Saturday, 6 August 2022

Saturday excitement from Barry Gray and Stingray

I've previously posted concerning the excellent TV themes of Barry Gray, especially for Gerry Anderson's shows. 

In my occasional series of 'music on Saturdays'; here's a reprise of the Stingray theme in a terrific version for concert band. It looks as if they are having a great time:


5 comments:

Ron Tomlinson said...

Very good!

I recently re-discovered this theme by Peter Howell:

https://www.youtube.com/watch?v=-pf1DBaHs7M

Amazingly, it didn't have its own sci-fi show (though it deserved one, don't you think?), being used merely for a Horizon programme in 1977 and a few other bits and pieces.

Bruce Charlton said...

@RT - Yes, that's a good theme - to me, it conjures up a feeling of espionage.

a_probst said...

As a kid I would have thought this the best way to hear the Stingray theme, as it was the most embarrassing of Gerry Anderson's show openings for the youngest child in a family to watch within earshot of parents and sci-fi disinclined older siblings, Torchy the Battery Boy not having been distributed in my neck of the woods.

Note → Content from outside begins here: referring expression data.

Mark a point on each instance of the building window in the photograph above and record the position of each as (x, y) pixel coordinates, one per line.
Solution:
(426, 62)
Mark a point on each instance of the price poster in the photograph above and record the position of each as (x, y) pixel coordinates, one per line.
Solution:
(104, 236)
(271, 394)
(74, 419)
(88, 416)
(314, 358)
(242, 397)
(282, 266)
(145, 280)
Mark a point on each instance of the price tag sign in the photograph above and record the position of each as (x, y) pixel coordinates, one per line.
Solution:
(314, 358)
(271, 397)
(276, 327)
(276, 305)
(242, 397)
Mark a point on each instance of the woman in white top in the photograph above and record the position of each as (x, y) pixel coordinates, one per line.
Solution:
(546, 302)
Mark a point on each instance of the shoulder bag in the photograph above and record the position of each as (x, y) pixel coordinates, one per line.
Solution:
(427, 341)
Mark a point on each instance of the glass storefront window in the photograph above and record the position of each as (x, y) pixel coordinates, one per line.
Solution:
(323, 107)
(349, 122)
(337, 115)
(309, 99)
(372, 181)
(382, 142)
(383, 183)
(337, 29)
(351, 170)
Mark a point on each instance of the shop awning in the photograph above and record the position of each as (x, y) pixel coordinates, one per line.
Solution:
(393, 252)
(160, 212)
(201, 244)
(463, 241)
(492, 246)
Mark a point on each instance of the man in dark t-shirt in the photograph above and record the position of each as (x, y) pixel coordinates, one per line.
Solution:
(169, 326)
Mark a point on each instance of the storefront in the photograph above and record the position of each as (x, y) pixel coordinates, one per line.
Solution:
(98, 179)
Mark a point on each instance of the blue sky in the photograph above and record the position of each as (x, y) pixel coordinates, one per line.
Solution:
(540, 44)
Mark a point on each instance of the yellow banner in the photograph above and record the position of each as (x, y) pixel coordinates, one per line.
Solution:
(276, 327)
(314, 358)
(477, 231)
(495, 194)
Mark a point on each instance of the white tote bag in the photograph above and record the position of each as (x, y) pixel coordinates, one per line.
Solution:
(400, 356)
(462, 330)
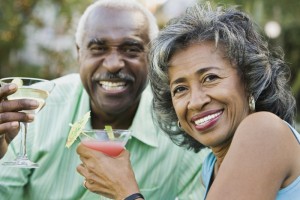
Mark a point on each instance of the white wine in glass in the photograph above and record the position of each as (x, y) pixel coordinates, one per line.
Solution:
(28, 88)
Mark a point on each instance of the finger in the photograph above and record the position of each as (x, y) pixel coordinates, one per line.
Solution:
(82, 170)
(16, 116)
(7, 89)
(18, 105)
(11, 129)
(85, 152)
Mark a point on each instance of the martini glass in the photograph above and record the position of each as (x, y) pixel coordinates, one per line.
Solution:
(28, 88)
(101, 140)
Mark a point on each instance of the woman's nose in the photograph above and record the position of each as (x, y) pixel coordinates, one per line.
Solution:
(198, 99)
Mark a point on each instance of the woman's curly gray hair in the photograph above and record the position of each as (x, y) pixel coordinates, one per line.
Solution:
(264, 73)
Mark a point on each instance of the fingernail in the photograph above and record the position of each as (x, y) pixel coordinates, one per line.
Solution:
(34, 103)
(15, 124)
(12, 86)
(30, 117)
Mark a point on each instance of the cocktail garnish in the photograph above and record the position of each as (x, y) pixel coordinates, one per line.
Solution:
(18, 82)
(77, 129)
(110, 132)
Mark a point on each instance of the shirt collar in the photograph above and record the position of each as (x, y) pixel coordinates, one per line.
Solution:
(143, 127)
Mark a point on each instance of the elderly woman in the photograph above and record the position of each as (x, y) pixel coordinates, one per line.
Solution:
(213, 75)
(216, 84)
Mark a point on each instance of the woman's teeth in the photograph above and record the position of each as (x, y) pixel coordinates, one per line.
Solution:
(112, 85)
(207, 118)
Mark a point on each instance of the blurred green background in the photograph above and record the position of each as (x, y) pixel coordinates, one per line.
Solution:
(37, 36)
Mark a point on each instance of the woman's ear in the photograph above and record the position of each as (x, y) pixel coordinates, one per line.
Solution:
(78, 53)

But that was only the most embarrassing of Anderson's. The absolute distinction must go to the openings of American versions of the Japanese anime shows Astro Boy and Prince Planet.

Bruce Charlton said...

@ap - I don't get it. I was very excited, not at all embarrassed! But maybe I was/am younger than you.

a_probst said...

Or your TV wasn't in a living room un-doored from the dining room and the kitchen. Maybe you were allowed to be a kid.

I often rode the volume control because my mother was disturbed by screams and yells (I didn't like them because they were cheap dramatics but I could suffer them). She and Mary Whitehouse would have seen eye-to-eye there. My mother, at core, really didn't care for fiction even in her reading.

As a former musician, she liked what she overheard from the kitchen of Alexander Courage's background scores for Star Trek. She commented once on the dullness of the score of one of Irwin Allen's Voyage to the Bottom of the Sea episodes. Can't say I disagreed but if I knew then what I learned later, I would have played her a recording of Sibelius' 4th Symphony, first movement, to show her that the style was grounded in modern Romanticism.